Pero lo peor fue, al hacerse consciente de todo, aquella sensación que lo invadió. Una sensación de pérdida tan grande, tan inmensa, que le dolió con una quemazón desgarradora. Aterrado, presa del pánico, buscó desesperadamente el botón de emergencias para llamar a la enfermera y gritó como un poseso hasta que ella fue a buscar al médico. Al llegar éste, lo increpó como un loco.
-¿Qué me han cortado? -le gritó, fuera de sí-. ¡Dígamelo! ¡Dígame la verdad! ¡Exijo saber la verdad! ¿Una pierna? ¿Ha sido una pierna? ¡Dígame qué parte de mí han cortado!

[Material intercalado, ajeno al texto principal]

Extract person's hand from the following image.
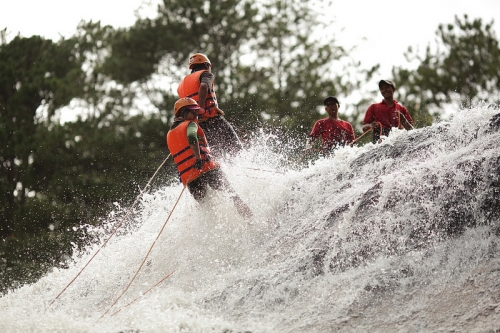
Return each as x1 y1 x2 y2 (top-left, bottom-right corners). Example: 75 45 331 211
194 158 203 170
304 140 313 153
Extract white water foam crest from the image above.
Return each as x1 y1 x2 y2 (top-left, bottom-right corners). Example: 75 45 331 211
0 105 500 332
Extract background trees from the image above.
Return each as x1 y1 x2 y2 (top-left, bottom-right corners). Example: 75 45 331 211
393 15 500 125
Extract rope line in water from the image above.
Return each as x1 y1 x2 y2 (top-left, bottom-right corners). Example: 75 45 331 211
110 270 175 317
49 154 171 306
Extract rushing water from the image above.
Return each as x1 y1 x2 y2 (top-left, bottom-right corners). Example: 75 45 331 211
0 105 500 333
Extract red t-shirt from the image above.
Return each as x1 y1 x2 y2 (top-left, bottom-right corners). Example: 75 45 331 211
309 118 355 149
363 100 413 129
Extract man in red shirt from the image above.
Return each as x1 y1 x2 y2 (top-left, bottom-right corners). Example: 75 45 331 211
306 96 355 153
363 80 413 143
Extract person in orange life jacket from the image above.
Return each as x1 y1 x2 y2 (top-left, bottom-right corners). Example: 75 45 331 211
177 53 243 158
306 96 356 153
166 98 253 218
363 80 413 143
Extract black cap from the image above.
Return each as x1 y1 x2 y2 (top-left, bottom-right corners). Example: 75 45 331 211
323 96 340 105
378 80 396 89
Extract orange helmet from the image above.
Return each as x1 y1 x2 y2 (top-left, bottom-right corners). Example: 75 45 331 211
174 97 200 116
189 53 212 69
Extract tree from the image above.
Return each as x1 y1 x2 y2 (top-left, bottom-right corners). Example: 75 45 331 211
0 36 83 238
393 15 500 118
93 0 356 137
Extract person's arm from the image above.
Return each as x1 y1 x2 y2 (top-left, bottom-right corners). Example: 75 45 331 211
186 122 203 169
346 123 356 144
363 104 379 132
198 72 214 108
401 108 413 130
305 120 320 153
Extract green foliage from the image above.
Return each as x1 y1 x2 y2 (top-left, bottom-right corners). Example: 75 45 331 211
0 36 83 238
393 15 500 120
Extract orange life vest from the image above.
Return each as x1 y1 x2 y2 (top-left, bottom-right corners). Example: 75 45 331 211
166 120 219 185
177 71 224 121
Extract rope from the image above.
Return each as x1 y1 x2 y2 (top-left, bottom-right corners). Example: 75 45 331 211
49 154 171 306
98 171 194 321
110 270 175 317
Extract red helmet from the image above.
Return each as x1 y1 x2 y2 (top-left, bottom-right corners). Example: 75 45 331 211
189 53 212 69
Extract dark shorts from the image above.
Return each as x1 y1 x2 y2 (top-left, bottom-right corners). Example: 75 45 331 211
187 168 234 201
199 116 243 159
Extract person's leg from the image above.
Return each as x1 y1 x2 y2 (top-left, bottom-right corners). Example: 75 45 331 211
187 174 207 202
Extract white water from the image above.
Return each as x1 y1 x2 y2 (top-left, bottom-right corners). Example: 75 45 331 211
0 106 500 333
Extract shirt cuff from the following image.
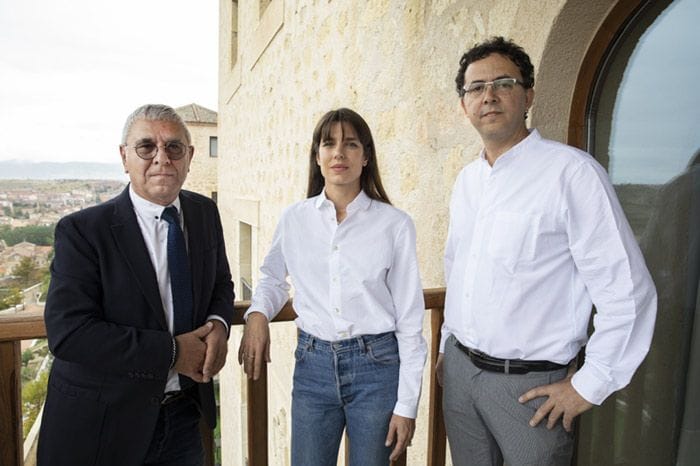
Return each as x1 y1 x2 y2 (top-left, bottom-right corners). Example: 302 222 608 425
394 401 418 419
571 363 615 405
243 308 272 322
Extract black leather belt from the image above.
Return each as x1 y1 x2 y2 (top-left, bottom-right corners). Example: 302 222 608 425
456 341 567 374
160 390 187 406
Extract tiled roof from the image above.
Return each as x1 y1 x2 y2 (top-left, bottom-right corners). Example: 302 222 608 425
175 104 217 123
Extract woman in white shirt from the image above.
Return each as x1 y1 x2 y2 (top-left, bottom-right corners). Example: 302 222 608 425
238 108 426 466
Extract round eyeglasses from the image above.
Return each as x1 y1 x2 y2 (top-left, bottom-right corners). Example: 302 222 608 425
125 141 189 160
462 78 525 98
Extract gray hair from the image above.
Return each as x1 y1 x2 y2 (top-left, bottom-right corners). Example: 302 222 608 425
122 104 192 145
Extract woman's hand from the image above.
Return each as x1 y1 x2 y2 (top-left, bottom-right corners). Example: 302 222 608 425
384 414 416 461
238 312 270 380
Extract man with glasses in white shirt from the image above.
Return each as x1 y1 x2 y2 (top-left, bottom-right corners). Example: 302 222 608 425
437 37 656 466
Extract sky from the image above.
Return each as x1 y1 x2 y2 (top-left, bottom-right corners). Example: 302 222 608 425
0 0 219 163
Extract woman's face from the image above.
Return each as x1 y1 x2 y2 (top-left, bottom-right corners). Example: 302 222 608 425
316 122 367 192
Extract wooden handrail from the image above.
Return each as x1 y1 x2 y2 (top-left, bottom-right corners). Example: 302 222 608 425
0 288 446 466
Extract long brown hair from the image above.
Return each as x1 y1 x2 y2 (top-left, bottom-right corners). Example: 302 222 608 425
306 108 391 204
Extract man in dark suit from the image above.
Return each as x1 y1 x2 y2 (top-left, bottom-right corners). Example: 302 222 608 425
38 105 234 466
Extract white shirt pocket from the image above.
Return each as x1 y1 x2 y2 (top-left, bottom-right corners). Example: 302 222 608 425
487 212 540 273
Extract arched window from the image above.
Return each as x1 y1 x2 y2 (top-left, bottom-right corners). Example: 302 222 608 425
570 0 700 466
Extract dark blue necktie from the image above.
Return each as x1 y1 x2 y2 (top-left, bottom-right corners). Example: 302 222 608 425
160 206 194 335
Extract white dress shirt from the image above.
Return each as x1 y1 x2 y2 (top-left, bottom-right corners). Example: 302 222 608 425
129 185 228 392
440 130 656 404
246 192 427 418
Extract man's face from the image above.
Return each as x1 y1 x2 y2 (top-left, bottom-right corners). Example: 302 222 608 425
461 53 535 143
119 120 194 206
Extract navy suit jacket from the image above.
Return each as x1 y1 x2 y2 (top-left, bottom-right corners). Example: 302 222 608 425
38 187 234 466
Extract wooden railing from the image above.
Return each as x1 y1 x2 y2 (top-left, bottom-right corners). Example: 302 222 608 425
0 288 446 466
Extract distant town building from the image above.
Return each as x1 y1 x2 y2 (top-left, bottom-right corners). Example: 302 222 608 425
175 103 219 201
0 241 53 276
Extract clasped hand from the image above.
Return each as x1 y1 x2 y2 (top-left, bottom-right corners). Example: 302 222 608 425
173 320 228 383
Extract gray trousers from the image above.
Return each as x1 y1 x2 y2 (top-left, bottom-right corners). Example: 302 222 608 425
443 335 573 466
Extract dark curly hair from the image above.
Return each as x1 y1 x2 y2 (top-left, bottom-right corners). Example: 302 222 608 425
306 108 391 204
455 36 535 97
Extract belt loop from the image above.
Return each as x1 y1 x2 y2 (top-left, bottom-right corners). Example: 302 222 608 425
304 333 315 351
357 335 367 353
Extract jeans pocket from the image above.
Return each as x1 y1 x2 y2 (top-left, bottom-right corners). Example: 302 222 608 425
367 338 399 365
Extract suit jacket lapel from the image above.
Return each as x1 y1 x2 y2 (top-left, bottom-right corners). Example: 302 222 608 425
180 192 206 322
112 186 168 330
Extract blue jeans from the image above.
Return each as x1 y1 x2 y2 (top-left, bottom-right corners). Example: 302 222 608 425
144 396 204 466
292 331 399 466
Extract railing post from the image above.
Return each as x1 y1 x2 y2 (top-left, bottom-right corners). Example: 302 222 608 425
0 341 24 465
247 364 268 466
199 419 216 466
428 309 447 466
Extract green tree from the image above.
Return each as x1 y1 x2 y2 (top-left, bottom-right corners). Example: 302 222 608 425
12 257 39 288
22 371 49 437
0 287 24 309
22 349 34 366
0 225 56 246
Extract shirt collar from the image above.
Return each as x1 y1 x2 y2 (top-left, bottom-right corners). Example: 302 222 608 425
129 185 182 220
314 189 372 213
479 128 542 168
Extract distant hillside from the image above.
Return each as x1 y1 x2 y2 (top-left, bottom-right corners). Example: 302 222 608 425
0 160 127 181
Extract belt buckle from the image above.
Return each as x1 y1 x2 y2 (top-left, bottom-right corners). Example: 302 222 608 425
160 390 185 406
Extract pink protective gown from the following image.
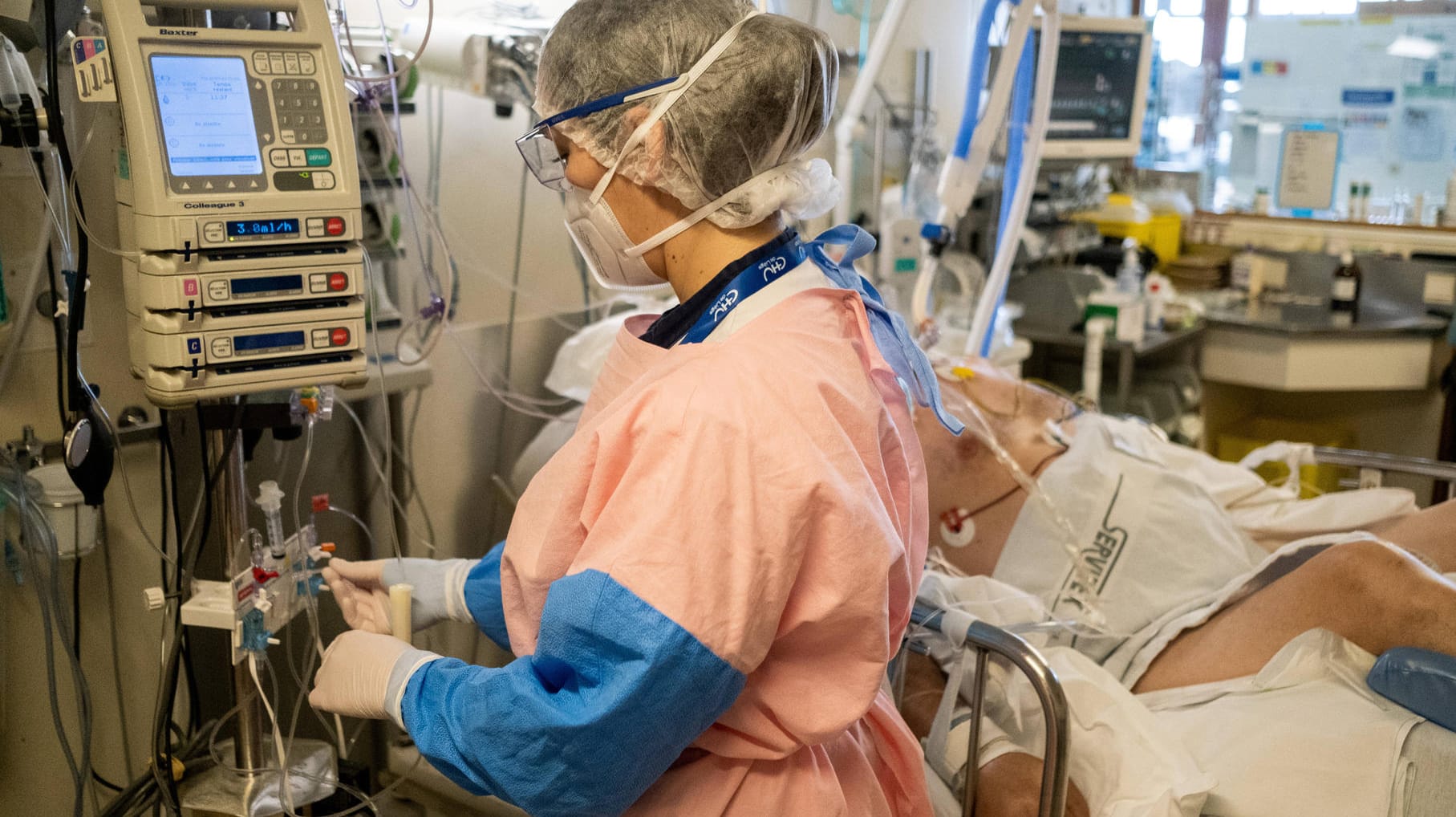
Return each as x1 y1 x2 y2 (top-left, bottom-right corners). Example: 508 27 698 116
501 288 931 817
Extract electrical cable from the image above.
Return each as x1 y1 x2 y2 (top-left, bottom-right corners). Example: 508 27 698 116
338 400 436 554
362 249 404 559
0 153 51 393
98 495 137 774
34 156 67 428
338 0 436 83
0 457 91 817
45 0 91 417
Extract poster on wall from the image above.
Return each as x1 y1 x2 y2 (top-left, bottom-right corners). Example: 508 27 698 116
1401 105 1447 161
1340 111 1390 159
1276 124 1340 211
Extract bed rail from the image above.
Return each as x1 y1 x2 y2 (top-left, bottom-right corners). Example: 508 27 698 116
895 604 1069 817
1315 445 1456 502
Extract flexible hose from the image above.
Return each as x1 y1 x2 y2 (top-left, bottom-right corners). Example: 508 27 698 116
967 0 1061 351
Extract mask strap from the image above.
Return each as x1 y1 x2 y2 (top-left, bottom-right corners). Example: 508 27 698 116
590 12 763 202
622 165 793 258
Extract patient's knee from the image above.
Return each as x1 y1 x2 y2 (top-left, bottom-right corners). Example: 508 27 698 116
1306 540 1426 622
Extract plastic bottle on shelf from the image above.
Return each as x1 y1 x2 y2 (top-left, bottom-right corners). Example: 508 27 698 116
1117 238 1143 295
1329 249 1365 325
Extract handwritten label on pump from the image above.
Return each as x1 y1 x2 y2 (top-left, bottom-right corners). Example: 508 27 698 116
71 36 116 102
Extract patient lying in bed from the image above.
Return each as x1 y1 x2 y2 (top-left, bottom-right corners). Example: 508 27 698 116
906 365 1456 807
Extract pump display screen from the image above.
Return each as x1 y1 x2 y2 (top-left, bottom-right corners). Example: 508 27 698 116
229 275 303 297
227 218 298 239
1038 30 1143 140
233 332 303 354
152 54 264 177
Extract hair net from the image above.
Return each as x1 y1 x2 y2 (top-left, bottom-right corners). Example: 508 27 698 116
536 0 840 229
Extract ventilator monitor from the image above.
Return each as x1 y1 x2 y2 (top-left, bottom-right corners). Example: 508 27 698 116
1035 16 1152 159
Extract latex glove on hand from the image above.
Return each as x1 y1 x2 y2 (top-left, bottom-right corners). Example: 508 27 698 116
309 629 440 728
323 558 475 635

Hizo falta una dosis muy alta de sedante para calmarlo, y, cada vez que despertaba, fue lo mismo los tres días siguientes. Al cuarto, se negó a aceptar el sedante, mandó que lo sentaran, se palpó el cuerpo, pidió un espejo, todo sin poder dar crédito a que estaba entero, sin entender que no le faltaba ni una uña. Gracias al airbag.
Aun así, la sensación de pérdida era tan grande que se negaba a creer que no le faltase algo, quizás un órgano interno. Le enviaron al psiquiatra del hospital. No le dijo nada nuevo, que no le faltaba nada, que era normal, el desconcierto, la confusión, el shock del accidente.
Como la promesa de un consuelo, se sintió algo mejor mientras estuvo el médico, pero al quedarse solo, de nuevo le asaltó aquella sensación de vacío irremediable, de ausencia, se llevó las manos al corazón, quisó, no sé, quizá rezar, y se abandonó luego a un inconsolable llanto.